Les critiques sont très partagés quant à cet opus. Guillemette Odicino-Olivier de Télérama va droit au but : "Soit [le spectateur] est inscrit à Poudlard depuis cinq ans, sans manquer un seul cours de défense contre les forces du Mal, et il prendra plaisir à connaître la suite. Soit il est peu fidèle à Harry, et cet épisode lui semblera trop peu spectaculaire, voire abscons". Un sentiment que résume aussi très bien cervantès : "Honnêtement j'ai pas lu les livres, et visiblement c'est la que le bât blesse. A plusieurs moments le jeu très approximatif des acteurs m'a fait sortir du film, alors que ceux qui ont lu le livre étaient concentré sur l'histoire et les éléments qui n'ont pas été adaptés. Très poussif !" (1 étoile)
Ce qui n'empêche pas le film de récolter chez vous une moyenne de presque 4 étoiles sur 66 avis.
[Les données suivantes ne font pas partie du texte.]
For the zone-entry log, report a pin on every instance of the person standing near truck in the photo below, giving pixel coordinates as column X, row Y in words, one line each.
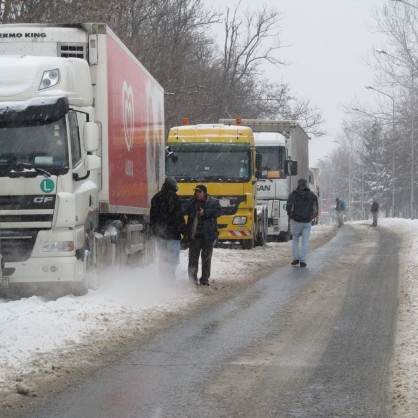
column 302, row 207
column 340, row 209
column 167, row 223
column 201, row 231
column 374, row 209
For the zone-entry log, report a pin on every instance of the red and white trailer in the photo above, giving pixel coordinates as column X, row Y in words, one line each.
column 81, row 153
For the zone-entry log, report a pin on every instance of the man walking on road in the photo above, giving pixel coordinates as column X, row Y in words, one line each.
column 302, row 207
column 340, row 208
column 374, row 209
column 201, row 231
column 167, row 223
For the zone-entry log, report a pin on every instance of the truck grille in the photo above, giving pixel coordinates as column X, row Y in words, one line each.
column 17, row 245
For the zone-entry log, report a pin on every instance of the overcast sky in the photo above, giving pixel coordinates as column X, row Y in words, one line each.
column 327, row 44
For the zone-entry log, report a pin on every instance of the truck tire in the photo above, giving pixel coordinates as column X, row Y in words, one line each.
column 284, row 237
column 248, row 244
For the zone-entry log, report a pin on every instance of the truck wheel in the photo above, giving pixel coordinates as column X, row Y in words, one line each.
column 120, row 248
column 284, row 237
column 247, row 244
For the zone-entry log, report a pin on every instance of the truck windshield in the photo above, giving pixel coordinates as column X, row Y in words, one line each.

Voir celui de sigere35: "Le film est très bien léché : effets spéciaux en pagaille, belles images, couleurs adaptées, beaux décors, les acteurs, malgré leur évolution physique plus rapide que ne le dit le livre (...), ne détonnent pas. De et deux bonnes heures de détente". Les voies de la magie sont impénétrables.
Attention : les notes des critiques de presse sont harmonisées selon un barême propre à Cinéfil, attribuant des notes de 1 à 5 étoiles, ceci pour nous permettre de calculer une note moyenne.
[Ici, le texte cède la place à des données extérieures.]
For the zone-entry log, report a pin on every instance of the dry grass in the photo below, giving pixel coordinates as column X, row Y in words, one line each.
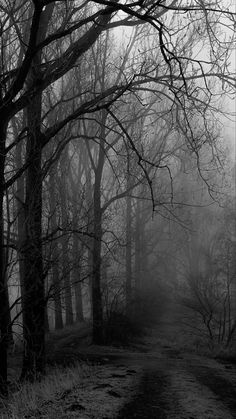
column 35, row 400
column 83, row 391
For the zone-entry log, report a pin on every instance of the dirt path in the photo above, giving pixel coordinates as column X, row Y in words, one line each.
column 181, row 385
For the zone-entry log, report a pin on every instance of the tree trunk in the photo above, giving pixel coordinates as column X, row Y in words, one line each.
column 3, row 290
column 65, row 250
column 77, row 256
column 33, row 284
column 55, row 254
column 97, row 230
column 128, row 256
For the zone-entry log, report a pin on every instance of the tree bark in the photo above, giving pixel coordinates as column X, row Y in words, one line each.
column 128, row 255
column 3, row 285
column 64, row 244
column 55, row 254
column 97, row 241
column 33, row 283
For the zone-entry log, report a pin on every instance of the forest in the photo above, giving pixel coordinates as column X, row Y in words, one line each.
column 117, row 174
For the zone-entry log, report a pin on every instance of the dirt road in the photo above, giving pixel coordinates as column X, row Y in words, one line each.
column 179, row 384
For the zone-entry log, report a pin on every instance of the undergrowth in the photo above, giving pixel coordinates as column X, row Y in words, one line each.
column 29, row 400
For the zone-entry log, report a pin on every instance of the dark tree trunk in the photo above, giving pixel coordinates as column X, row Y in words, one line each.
column 77, row 280
column 97, row 230
column 4, row 315
column 128, row 256
column 55, row 254
column 65, row 249
column 33, row 283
Le professeur Ombrage est une version magique des fonctionnaires de 1984 (...) Mais l'allocation de détails, d'humour et d'inventivité allouée à cette facette du récit semble s'être faite aux dépens de ce qui demeure l'essentiel de la série Harry Potter, version cinéma : le récit d'une éducation politique et sentimentale menée en temps réel (..).
Cela sera difficile de se remonter le moral dans nos salles de cinéma en cette semaine de juillet. Pour renforcer les nuages qui persistent et signent, David Yates ne nous gâte pas avec Harry Potter et l'ordre du phénix, le dernier volet (enfin, espérons-le) de la série interminable du magicien volant à binocles (...).
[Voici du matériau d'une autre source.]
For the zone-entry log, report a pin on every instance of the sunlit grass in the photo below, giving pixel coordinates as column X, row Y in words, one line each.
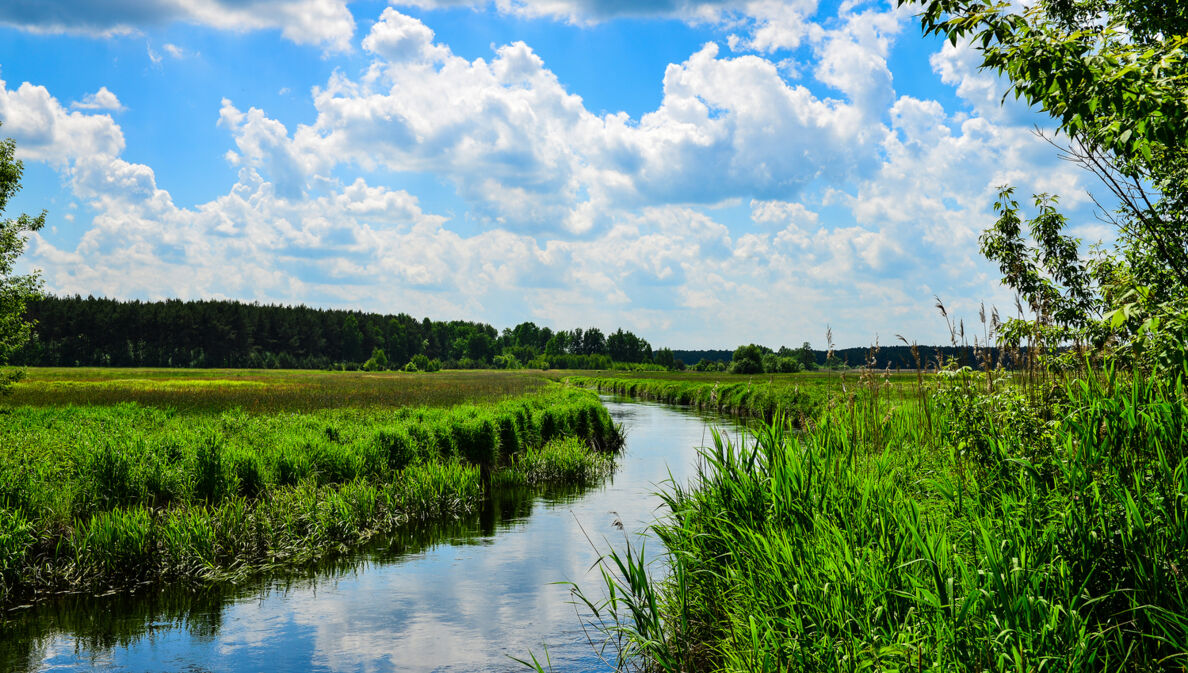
column 264, row 390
Dans ce cinquième volet, l’heure est venue de choisir son camp. Et d’abord pour le spectateur. Soit il est inscrit à Poudlard depuis cinq ans, sans manquer un seul cours de défense contre les forces du Mal, et il prendra plaisir à connaître la suite. Soit il est peu fidèle à Harry, et cet épisode lui semblera trop peu spectaculaire, voire abscons.